This is the first-place solution for a Kaggle competition where the goal was predicting how relevant a product search result is to a query. The pipeline generates features (SVD, bag-of-words, and more), trains a library of models, then ensembles the best 35 submissions by median. The best single model hit 0.70768 on the private leaderboard; the ensemble pushed that to 0.72189.

The interesting bit

The author openly admits the code is messy and points to a later repo (Home Depot) for a “clean and modularized” version. That honesty is refreshing, and the flowchart at least tries to make sense of the chaos.
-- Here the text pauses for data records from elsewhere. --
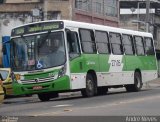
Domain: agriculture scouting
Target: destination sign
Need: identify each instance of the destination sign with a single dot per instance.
(37, 27)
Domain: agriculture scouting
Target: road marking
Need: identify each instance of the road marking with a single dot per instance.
(65, 105)
(130, 101)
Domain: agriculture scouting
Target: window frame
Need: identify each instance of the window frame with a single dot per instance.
(134, 37)
(121, 45)
(132, 44)
(152, 44)
(92, 41)
(108, 43)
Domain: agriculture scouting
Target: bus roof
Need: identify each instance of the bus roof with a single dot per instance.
(76, 24)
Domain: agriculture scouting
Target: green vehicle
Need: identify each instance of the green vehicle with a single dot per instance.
(50, 57)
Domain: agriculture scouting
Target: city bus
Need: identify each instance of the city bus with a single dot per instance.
(55, 56)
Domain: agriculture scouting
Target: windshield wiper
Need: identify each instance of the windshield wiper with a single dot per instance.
(44, 39)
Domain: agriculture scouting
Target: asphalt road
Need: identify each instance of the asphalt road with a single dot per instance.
(116, 103)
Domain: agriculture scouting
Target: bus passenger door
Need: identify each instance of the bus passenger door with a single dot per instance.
(75, 60)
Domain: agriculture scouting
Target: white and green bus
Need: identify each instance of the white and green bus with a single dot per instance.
(56, 56)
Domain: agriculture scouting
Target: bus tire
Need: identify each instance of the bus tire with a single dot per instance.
(90, 89)
(137, 83)
(44, 97)
(102, 90)
(5, 94)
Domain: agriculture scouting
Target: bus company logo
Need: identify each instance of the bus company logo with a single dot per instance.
(37, 80)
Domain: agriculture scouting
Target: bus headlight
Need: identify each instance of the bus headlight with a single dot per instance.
(62, 71)
(17, 76)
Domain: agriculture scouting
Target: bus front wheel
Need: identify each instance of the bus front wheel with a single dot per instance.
(137, 83)
(44, 97)
(90, 89)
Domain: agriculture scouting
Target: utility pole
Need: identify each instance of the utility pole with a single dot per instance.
(45, 9)
(147, 14)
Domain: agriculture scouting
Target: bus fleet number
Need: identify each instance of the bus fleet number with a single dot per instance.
(115, 62)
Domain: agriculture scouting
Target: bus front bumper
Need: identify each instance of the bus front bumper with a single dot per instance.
(60, 84)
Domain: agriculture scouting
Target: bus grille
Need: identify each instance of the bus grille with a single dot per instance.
(37, 80)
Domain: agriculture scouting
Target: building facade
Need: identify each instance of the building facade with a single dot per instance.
(133, 16)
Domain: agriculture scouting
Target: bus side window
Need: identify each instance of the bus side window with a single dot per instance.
(72, 44)
(102, 42)
(149, 48)
(88, 41)
(139, 45)
(115, 40)
(127, 41)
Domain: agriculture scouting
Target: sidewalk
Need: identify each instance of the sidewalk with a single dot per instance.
(152, 83)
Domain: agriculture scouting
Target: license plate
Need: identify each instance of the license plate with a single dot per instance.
(37, 87)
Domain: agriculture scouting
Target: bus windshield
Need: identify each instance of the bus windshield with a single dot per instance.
(38, 51)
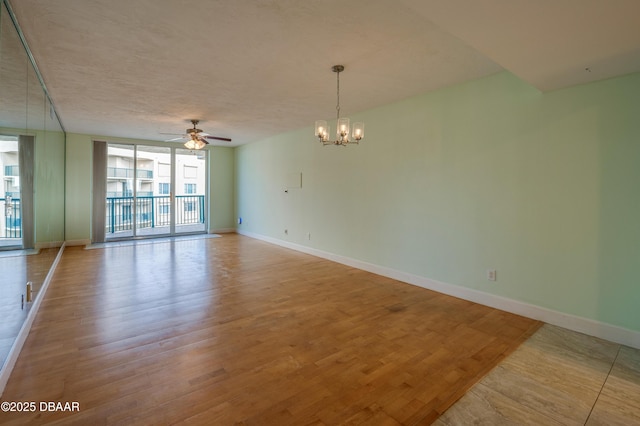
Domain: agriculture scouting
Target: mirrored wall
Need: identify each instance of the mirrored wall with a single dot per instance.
(32, 167)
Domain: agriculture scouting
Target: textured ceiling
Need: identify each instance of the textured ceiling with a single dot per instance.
(250, 69)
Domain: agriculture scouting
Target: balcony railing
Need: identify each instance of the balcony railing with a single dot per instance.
(152, 212)
(12, 217)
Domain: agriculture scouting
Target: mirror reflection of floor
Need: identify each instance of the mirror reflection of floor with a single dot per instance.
(16, 269)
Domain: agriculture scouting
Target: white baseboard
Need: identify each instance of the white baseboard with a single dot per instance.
(52, 244)
(588, 326)
(12, 357)
(223, 231)
(70, 243)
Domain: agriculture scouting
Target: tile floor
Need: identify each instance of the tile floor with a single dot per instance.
(557, 377)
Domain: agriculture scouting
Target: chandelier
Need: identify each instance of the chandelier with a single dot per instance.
(342, 135)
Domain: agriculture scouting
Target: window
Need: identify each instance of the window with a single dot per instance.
(190, 172)
(163, 188)
(189, 188)
(164, 169)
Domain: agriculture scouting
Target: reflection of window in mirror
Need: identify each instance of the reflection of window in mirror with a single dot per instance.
(190, 172)
(10, 211)
(164, 170)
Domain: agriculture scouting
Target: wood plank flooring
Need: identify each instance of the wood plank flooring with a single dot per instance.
(233, 330)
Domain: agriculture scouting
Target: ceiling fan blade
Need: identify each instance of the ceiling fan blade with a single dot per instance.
(218, 138)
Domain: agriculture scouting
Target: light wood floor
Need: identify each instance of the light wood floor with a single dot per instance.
(16, 269)
(233, 330)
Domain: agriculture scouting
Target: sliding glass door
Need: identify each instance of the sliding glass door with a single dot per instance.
(154, 191)
(190, 173)
(10, 212)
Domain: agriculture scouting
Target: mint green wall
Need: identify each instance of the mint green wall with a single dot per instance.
(486, 174)
(48, 181)
(221, 177)
(49, 187)
(79, 185)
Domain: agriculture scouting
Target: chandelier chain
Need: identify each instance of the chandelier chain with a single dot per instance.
(338, 95)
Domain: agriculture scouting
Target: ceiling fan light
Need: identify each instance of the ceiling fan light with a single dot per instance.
(343, 128)
(358, 131)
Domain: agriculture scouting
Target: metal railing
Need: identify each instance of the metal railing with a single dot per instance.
(152, 212)
(12, 217)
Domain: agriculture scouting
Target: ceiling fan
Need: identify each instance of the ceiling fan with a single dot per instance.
(195, 138)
The real lesson is in the numbers: a 1.4-point jump from single model to median ensemble, which suggests the gains came more from variance reduction than from a single brilliant insight.

Key highlights

  • XGBoost with linear booster as the workhorse single model
  • Median ensemble of 35 public-LB-tuned submissions for the win
  • Feature generation via run_all.py — “a few hours” of compute
  • Full pipeline: feature extraction → model library → ensemble selection
  • Pre-generated submission files if you just want the answer

Caveats

  • The README warns the model-library step is “quite time consuming”
  • Code is explicitly described as not clean or modular; expect archaeology
  • Competition data is from 2015 and not included; you must source it yourself

Verdict

Worth studying if you’re learning how Kaggle ensembles actually get built in practice, or if you need a reference for text relevance scoring. Skip it if you want production-ready code — the author already told you where to look for that.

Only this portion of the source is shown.